Book Report: The Process of Creating Life

The Process of Creating Life is the second book of Christopher Alexander's Nature of Order tetralogy. That is, this is a book that is Alexander's theory of the universe and how this nature should guide us in making buildings.

Summary: The first half of the book tells you that an incremental plan/build cycle is good. This is good advice, but it gets lost in the mumbo-jumbo. With this good advice in mind, skip ahead to section 10, part 9. Now start reading--the rest of the book is still about 50% mumbo-jumbo, but the rest is good--there are case studies, and you can learn from them. If you read nothing else in this book, read the appendix. It is one long case study, and has some good stories.

Enough with the summary, already.

This book feels like an update on his The Timeless Way of Building in that the message is: Don't try to plan everything out ahead of time. Instead, alternate between building and planning stages. Maybe this means that you won't know what your second floor will look like as you work on the first floor--but this uncertainty is worth it since it allows you to make decisions while standing on the site of the second floor.

He points out that this is not the normal way of doing things. Most architects try to plan out everything in advance. The results are often ill-fitted to the building site and don't work together well.

OK, so that's pretty much the same message as The Timeless Way of Building. What is new?

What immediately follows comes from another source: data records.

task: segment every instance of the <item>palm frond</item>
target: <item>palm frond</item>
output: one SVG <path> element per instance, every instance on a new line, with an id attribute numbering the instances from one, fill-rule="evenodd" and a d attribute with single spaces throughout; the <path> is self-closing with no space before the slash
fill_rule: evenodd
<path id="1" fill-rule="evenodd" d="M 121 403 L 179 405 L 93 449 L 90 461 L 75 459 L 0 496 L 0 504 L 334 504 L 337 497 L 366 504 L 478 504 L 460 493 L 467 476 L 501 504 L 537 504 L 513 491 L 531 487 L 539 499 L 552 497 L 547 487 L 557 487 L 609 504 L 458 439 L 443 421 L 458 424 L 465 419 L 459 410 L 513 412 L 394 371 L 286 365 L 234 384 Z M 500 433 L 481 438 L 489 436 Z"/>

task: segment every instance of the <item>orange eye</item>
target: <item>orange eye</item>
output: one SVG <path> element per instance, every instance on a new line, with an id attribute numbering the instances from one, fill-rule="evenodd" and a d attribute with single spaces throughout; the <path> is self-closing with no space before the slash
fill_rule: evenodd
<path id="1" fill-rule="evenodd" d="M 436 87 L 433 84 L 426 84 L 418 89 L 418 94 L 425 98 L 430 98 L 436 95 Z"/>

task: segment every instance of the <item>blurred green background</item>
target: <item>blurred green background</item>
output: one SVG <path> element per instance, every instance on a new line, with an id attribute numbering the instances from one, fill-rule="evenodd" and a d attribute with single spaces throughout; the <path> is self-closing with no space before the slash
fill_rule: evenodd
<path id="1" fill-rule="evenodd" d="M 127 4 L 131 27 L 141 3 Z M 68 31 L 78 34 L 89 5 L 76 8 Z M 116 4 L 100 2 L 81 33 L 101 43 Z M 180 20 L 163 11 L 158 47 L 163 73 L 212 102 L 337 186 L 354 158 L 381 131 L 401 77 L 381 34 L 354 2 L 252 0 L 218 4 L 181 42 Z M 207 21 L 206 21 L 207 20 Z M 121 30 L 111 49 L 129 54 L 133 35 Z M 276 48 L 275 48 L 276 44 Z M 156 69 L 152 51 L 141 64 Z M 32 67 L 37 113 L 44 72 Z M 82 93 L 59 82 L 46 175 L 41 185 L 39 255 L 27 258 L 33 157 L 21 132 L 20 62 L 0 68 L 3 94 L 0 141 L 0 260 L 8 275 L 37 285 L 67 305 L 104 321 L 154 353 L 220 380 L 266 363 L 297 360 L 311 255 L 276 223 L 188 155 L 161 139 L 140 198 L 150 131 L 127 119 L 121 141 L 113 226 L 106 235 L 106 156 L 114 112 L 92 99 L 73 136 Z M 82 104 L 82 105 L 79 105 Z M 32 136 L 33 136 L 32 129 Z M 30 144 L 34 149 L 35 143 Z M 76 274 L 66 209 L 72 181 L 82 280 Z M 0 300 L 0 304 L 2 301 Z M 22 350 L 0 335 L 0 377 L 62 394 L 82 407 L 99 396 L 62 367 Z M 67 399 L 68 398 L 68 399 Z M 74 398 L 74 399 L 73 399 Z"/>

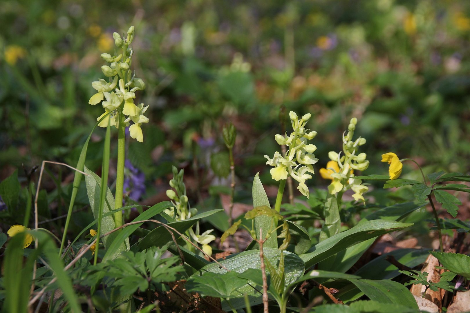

The first part of the book combines this incremental approach with the life-giving structural properties of The Phenomenon of Life. Alexander creates a napkin doodle by applying these features incrementally, always preserving symmetry. This is very pretty. It seems doubtful that one could apply this process towards making a building/town/whatever. Or, rather, I can not see how one could use this process to steer a building plan towards something good versus towards something bad.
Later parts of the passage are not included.